La notizia è arrivata a colorare di fiducia uno scenario - dipinto in tutta la sua criticità dal presidente dell’Ordine dei Medici e Odontoiatri Carlo Rugiu - «nero, per non dire drammatico».
La sanità è in ginocchio e, «se nulla cambia, così non ha futuro». L’Università di Verona ci prova a fare la sua parte. Davanti alla platea dei 148 neo-laureati emozionati nel fare il Giuramento di Ippocrate e dei 41 colleghi anziani che festeggiano i 50 anni dalla laurea, il professor Cristiano Fava intervenuto in rappresentanza del rettore Nocini alla «Giornata del medico e dell’odontoiatra» ieri (18 novembre) in Gran Guardia, ha annunciato la novità: «Il prossimo anno accademico partirà nel nostro ateneo con un nuovo corso, quello di “Medicina ad indirizzo ingegneristico“. È una sfida a cui lavoriamo da tempo, un progetto in cui crediamo fortemente».
A Verona i medici del futuro
«È la risposta», ha spiegato Fava, «alla necessità di avere medici più tecnologici di quelli che escono dai sei anni “standard“.
Le prime 60 matricole debutteranno, se tutto va come previsto, nel 2024/2025. Formeremo medici con competenze nell’intelligenza artificiale, nella robotica e nella sensoristica».
Come dire: se la professione sta perdendo il suo appeal, tanto che gli ultimi bandi per le borse di specializzazione al Policlinico sono andati per la metà deserti, rendiamola più accattivante. Rinnoviamo la formazione. Ma non basta.
I problemi irrisolti
«Non basta perché», ha spiegato Rugiu alle autorità cittadine intervenute insieme a migliaia di cittadini (dal vescovo Domenico Pompili, alle assessore comunali La Paglia e Ceni), «negli ultimi decenni abbiamo assistito ad una catena di “smontaggio“ della professione più che ad una corsa agli investimenti. Tutti gli ultimi 13 governi non hanno fatto nulla, in concreto, per evitare la condanna del sistema sanitario nazionale. E continuano a colpire una categoria che in tempo di Covid era benedetta ma che, passata l’emergenza, è tornata ad essere maltrattata: l’ultimo scherzetto è arrivato con la proposta di tagliare le pensioni a tanti di noi, con il risultato che chi può, per la fine dell’anno, lascia. L’emorragia di camici bianchi dagli ospedali è inarrestabile. Chi curerà la gente, tra l’altro sempre più vecchia e pluripatologica?».

Ssn in agonia
«L’invecchiamento della popolazione», continua il dottor Rugiu, «richiede sempre più terapie croniche ambulatoriali, assistenza domiciliare capillare e presa in carico multidisciplinare. Solo che il Ssn, sottofinanziato da oltre vent’anni, non riesce a garantire ciò che prescrive: oggi il 50% delle visite specialistiche e il 30% degli accertamenti diagnostici i pazienti se li pagano privatamente».

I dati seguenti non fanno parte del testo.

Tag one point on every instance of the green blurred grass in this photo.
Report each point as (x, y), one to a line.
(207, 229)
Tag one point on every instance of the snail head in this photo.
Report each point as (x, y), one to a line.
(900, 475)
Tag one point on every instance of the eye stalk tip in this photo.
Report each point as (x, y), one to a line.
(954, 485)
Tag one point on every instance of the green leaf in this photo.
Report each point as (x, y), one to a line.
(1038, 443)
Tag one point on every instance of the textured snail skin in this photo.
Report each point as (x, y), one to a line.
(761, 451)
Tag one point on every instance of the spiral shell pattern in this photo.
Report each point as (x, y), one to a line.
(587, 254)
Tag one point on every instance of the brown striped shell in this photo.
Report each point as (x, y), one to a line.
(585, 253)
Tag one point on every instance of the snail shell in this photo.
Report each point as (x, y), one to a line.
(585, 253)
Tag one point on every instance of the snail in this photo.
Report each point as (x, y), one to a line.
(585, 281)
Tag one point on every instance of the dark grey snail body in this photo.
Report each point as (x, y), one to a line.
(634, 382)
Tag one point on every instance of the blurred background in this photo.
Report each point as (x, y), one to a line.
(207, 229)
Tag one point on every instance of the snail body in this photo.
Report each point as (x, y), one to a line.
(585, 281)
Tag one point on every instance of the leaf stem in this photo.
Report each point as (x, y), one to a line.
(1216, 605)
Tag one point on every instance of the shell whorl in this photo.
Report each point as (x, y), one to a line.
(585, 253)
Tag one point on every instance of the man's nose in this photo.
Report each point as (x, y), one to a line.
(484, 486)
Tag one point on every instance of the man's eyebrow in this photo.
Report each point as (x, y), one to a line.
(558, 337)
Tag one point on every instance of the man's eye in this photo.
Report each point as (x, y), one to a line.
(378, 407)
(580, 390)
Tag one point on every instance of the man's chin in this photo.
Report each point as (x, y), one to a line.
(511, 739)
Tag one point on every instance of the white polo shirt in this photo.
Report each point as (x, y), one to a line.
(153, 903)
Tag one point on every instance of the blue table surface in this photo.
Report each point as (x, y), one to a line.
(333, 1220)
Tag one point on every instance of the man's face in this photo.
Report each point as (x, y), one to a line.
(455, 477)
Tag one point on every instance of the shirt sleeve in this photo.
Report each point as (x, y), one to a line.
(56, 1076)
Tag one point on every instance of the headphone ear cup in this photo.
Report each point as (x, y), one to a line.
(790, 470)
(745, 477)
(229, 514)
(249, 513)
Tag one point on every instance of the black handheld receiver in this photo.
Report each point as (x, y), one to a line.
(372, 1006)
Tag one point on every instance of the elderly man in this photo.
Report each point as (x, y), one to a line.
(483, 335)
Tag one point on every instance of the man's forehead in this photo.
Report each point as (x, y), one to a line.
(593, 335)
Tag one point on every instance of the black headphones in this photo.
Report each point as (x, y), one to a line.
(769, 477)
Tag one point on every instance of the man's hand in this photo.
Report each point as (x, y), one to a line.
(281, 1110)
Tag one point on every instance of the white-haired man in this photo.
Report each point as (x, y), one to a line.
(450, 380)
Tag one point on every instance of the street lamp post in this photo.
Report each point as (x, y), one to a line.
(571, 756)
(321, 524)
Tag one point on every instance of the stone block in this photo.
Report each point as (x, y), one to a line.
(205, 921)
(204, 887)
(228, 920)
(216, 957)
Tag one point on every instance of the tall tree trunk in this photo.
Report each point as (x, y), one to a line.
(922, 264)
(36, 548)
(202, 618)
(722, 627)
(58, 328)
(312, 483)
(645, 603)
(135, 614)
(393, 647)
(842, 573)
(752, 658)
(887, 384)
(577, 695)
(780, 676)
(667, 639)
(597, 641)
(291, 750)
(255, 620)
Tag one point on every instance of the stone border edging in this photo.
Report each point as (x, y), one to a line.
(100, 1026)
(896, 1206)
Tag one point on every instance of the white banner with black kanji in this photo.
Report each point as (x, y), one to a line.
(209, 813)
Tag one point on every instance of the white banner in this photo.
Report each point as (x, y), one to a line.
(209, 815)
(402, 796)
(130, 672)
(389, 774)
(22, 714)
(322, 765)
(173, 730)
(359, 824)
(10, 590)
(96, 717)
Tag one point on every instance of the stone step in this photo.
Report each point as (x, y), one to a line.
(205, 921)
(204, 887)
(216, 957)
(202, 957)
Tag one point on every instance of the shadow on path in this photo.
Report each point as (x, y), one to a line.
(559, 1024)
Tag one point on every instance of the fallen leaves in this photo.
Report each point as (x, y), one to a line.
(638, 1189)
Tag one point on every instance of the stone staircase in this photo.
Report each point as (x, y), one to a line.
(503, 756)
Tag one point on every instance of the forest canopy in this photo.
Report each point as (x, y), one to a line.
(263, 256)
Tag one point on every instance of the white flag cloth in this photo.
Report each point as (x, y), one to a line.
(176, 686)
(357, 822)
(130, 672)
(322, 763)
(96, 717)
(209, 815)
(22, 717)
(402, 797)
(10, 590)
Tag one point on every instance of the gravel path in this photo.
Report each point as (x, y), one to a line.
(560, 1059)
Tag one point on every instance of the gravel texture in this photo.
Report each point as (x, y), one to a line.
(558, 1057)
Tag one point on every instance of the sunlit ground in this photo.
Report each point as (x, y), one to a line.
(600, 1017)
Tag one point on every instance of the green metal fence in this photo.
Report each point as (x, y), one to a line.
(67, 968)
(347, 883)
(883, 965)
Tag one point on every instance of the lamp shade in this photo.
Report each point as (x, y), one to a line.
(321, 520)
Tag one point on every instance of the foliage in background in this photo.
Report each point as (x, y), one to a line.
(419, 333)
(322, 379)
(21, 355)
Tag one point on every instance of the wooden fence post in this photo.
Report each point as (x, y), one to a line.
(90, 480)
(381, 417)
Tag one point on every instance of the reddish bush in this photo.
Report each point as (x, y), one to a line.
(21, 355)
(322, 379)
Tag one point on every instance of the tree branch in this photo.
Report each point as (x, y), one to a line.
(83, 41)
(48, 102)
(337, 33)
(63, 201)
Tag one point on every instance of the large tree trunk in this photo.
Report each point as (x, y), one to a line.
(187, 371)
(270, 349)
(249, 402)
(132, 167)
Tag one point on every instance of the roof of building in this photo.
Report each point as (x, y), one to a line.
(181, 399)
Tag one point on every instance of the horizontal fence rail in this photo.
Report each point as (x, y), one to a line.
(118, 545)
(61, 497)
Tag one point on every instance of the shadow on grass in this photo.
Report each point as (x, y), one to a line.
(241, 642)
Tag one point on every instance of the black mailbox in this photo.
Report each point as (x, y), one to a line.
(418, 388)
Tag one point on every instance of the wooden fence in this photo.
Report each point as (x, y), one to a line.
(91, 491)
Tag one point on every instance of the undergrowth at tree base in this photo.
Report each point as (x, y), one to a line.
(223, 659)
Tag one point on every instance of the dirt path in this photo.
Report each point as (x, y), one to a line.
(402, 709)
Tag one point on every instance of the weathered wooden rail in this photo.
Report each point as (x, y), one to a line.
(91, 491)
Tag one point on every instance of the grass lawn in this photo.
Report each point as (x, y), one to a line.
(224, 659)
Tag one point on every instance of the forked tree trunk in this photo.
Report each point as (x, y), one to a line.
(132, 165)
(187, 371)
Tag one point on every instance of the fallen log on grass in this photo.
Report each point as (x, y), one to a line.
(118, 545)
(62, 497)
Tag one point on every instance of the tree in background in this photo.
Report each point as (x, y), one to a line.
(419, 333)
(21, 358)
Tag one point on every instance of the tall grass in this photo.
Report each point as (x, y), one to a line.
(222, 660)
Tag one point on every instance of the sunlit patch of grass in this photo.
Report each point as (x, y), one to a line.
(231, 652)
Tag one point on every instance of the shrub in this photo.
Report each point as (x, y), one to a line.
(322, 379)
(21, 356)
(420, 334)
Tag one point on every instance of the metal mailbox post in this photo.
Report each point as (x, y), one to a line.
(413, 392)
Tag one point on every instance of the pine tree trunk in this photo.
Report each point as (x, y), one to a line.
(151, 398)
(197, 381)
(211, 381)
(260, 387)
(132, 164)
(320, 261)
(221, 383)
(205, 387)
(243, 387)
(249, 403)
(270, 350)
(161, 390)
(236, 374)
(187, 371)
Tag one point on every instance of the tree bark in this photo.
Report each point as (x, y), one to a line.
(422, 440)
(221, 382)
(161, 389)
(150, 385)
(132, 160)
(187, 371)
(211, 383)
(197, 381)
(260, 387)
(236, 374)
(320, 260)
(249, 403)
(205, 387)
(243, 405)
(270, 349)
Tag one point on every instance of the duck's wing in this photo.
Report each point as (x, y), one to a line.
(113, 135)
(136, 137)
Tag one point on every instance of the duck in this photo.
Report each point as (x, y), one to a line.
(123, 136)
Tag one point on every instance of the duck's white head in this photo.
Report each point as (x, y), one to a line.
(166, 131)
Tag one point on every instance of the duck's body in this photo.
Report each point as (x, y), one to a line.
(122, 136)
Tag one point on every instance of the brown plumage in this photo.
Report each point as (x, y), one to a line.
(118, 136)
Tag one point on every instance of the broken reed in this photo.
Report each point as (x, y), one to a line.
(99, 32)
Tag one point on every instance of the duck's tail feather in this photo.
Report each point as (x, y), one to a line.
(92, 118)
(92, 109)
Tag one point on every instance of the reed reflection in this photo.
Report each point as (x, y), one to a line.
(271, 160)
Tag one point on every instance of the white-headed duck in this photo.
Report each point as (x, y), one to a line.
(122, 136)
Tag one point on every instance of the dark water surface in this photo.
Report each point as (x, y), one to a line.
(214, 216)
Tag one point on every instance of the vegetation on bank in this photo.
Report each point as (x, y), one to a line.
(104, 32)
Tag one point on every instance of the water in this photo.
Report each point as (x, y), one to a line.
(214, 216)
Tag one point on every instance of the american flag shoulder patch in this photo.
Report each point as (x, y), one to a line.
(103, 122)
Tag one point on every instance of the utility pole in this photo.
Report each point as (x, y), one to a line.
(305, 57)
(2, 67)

In media, ogni anno, ogni italiano spende 700 euro per visite ed esami: chi non può, non si cura. «Ci sono 4 milioni di persone», snocciola i numeri Rugiu, «che rinunciano a farlo perché non possono permetterselo».
Medici merce rara
Dall’altra parte c’è il medico che esercita in condizioni di lavoro disagiate, accentuate da una mole di carichi burocratici e dall’aumento della conflittualità coi pazienti, senza prospettive di carriera. «Questi fattori», ha evidenziato Rugiu, «fanno sì che la scuola di medicina risulti meno attrattiva. A Verona su 746 borse di specialità, solo 399 sono state assegnate. Il restante 43% è rimasto scoperto con grandi criticità nelle are di anestesia-rianimazione, emergenza-urgenza, medicina interna, chirurgia».
All’appello mancano in Italia 20.000 medici. «Aggiungiamo che il Governo vuole ridurre le aliquote di rendimento dei contributi versati prima del 1996, colpendo il 50% dei colleghi in servizio con un taglio della pensione fra il 5 e il 25%: significa la perdita immediata, ad esempio, di oltre un migliaio di anestesisti e medici di pronto soccorso».
Quindi? «Chiediamo un finanziamento consistente e duraturo del Sistema sanitario. È indispensabile che tutto il personale venga rimotivato attraverso una profonda riforma del sistema, abolendo disorganizzazione, farmaci ed esami inutili, puntando seriamente sulla digitalizzazione e riducendo il carico burocratico», ha concluso Rugiu.